There seem to be two recurring ideas. Firstly, my time here is not a “once in a lifetime” experience. I was asked today “Have you been to Bordeaux?” and again my reply to these questions was “Not yet, maybe someday I’ll check it out”. I’m here as an Irishman, and I’m here with all the privileges this brings. We have been spending time with two people from Queensland recently, and after watching their struggles to be able to stay in Europe for the next six months, I have felt even more lucky than before. It’s deceptive to ask if I’m enjoying this time, because it seems most often framed in the context of “enjoy this once in a lifetime experience”. I feel happy I can enjoy my time here, and I don’t have to concern myself with things like “enjoy it while I can” or “see it while I’m here”. I can come back to Berlin any time I please, and I can go to Bordeaux any time I please. I could do both those things. Or I may not do either, I haven’t decided yet. Which brings me to the second thought:

The unknown is much less of a bitch. After spending the last month with no real plans, I have grown far more comfortable with not knowing where we will be in four days time. Not long after landing I remember feeling a little overwhelmed with the choice on offer, and it seems we made decisions to travel onto other cities for no real reason – other than “we felt like it”. The amount of choice seemed in itself an immobiliser, as the choices we could have made we endless, and about endless things. I could in one day decide to have pasta for lunch and travel to another country the next day. Now don’t get me wrong, I think “I felt like it” is as good a reason as any to travel on or stay put, but it seems to me I wasn’t really thinking about where we were and if we would like to stay, as the rest of Europe seemed to be screaming out... these are the best problems I’ve ever had...

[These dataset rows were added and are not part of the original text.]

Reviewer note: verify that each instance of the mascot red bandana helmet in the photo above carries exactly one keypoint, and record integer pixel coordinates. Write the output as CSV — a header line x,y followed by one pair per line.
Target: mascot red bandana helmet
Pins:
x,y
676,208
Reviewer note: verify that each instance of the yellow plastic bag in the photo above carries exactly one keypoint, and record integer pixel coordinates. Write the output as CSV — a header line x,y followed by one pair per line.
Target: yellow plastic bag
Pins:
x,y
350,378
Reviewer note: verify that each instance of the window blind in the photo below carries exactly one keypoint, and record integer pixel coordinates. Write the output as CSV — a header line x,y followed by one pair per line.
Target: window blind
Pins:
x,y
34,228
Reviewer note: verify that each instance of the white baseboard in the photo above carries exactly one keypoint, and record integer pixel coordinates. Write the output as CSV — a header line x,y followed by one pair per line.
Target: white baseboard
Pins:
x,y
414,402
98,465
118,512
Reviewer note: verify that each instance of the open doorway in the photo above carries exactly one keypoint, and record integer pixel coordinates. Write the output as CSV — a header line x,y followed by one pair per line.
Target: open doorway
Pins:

I woke up today and followed my morning non-routine. I was standing in the sun on a spring morning in Berlin, I had my coffee and I had my cigarette. I haven’t worked in six weeks, and I have no pressing need go back to work soon. I didn’t know what I’d do with my day. Not only this, but it didn’t matter, and I didn’t care. I knew I’d see, well, whatever I wanted. I knew I’d sit in the sun with a coffee and I knew I would do it until I decided to do something else. There will probably be more of this when we meet up with Jonnoe, but who knows, cause we haven’t decided yet.